これならば、誰しもひとつくらいは興味を持てるものがあるのではないだろうか。増子さんは、「普段から、好きなことや自分に向いていることであれば、自発的に行っていたりしますよね。一覧にない項目も含め、そういう自分が楽しいと思えて、無理なく継続できる活動を選ぶことがポイントです」と話す。
特におすすめの余暇活動を伺うと、
「あえて挙げるなら、運動や自然のなかで行うものは活動量が増えるので、身体がなまるのを防ぎやすいでしょう。ただ、他の研究では、運動を1人でやる人は、グループに所属している人よりも要介護のリスクが高いというデータもあります。ですから、できれば“誰かと一緒に行う”、“定期的に人と会う”ことが発生するものがベターと言えるかもしれません」。(相田教授)
人と会う予定があると、そのためにご飯を食べ、歯を磨き、服を着替えて、集合場所に向かう。そういった作業が身体を動かすことにつながるし、誰かと話すことで、脳や心も刺激されるのがプラスにはたらくのだという。
ちなみに、新たな余暇活動は、仕事を辞める前に見つけておくのがいいそう。

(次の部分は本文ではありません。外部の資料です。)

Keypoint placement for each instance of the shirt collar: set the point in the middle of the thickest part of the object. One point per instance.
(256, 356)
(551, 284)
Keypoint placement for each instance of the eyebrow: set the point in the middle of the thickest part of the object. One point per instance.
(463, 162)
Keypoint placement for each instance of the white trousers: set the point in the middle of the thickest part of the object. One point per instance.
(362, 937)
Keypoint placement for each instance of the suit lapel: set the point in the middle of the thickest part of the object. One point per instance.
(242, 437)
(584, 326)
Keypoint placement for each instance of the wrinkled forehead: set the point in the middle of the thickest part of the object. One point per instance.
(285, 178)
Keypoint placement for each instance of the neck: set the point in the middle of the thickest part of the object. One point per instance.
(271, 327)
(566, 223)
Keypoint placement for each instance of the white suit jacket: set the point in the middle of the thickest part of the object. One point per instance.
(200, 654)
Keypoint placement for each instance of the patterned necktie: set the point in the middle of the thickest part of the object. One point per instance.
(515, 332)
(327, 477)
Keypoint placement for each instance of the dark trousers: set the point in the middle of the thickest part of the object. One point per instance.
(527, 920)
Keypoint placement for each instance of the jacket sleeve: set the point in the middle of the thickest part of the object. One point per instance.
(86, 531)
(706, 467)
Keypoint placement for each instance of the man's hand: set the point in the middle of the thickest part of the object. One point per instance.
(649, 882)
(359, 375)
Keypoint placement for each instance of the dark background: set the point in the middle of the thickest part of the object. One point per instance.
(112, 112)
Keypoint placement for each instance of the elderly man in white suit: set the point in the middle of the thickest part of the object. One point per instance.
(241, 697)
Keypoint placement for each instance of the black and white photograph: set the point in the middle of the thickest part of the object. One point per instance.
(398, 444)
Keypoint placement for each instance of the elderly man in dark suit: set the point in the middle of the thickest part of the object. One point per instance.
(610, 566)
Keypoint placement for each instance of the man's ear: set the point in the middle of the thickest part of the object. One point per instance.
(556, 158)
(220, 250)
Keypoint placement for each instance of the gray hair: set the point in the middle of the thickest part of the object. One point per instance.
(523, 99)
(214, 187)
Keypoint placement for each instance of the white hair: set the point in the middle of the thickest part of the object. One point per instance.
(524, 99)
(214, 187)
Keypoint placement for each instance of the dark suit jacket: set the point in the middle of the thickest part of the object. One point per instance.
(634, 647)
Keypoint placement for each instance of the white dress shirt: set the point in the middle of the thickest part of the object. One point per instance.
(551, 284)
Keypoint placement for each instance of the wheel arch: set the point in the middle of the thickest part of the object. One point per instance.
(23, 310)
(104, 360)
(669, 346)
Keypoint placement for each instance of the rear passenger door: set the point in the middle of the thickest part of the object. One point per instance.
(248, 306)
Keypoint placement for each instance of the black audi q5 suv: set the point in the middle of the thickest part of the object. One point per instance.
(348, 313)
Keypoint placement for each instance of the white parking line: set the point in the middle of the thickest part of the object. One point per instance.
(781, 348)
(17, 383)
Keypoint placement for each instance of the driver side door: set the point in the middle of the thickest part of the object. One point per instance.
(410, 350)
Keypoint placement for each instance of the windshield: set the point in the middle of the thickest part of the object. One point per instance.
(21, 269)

相田教授によると、「日本とイギリスの高齢者についての研究で、日本人男性はイギリス人男性よりも友達が少なく、寿命も短くなる傾向にあった」とのこと。
「高齢者になりたての世代は、猛烈に働いてきたサラリーマンも多いと思います。しかし、仕事第一でやってきた方こそ、“退職したら友達がいなくて外に出ない”、“燃え尽き症候群のようになり、一気に老け込む”ということになりかねません。私の父も仕事人間なので心配ですが、働いているうちに定年後も打ち込めるものや、世間とコミュニケーションがとれる場を見つけておくことを勧めたいです」(増子さん)
最後に、頻度については、「多すぎるのもかえってNG」と2人は言う。
「社会参加を頻繁に行っている人は、意外と健康に関する数値がよくないというデータもあるんです。もちろん、ご自身が心から楽しんでいるのであれば問題ありませんが、義務感や誰かの指示で行っている場合は、心身にいい影響が出にくいのでしょう。余暇活動も一緒で、とにかくストレスなく、適切な頻度で続けられるものに出会えたら理想ですね」(相田教授)
相田教授と増子さんは今後、「趣味を増やすためにはどうすればいいのか、どういった働きかけをすると実際に活動を始めるきっかけにつながるのかについても研究していきたい」と意気込む。興味深い結果が発表されることにも期待しつつ、まずは自分がハマれそうなことを探すところからトライしてみよう。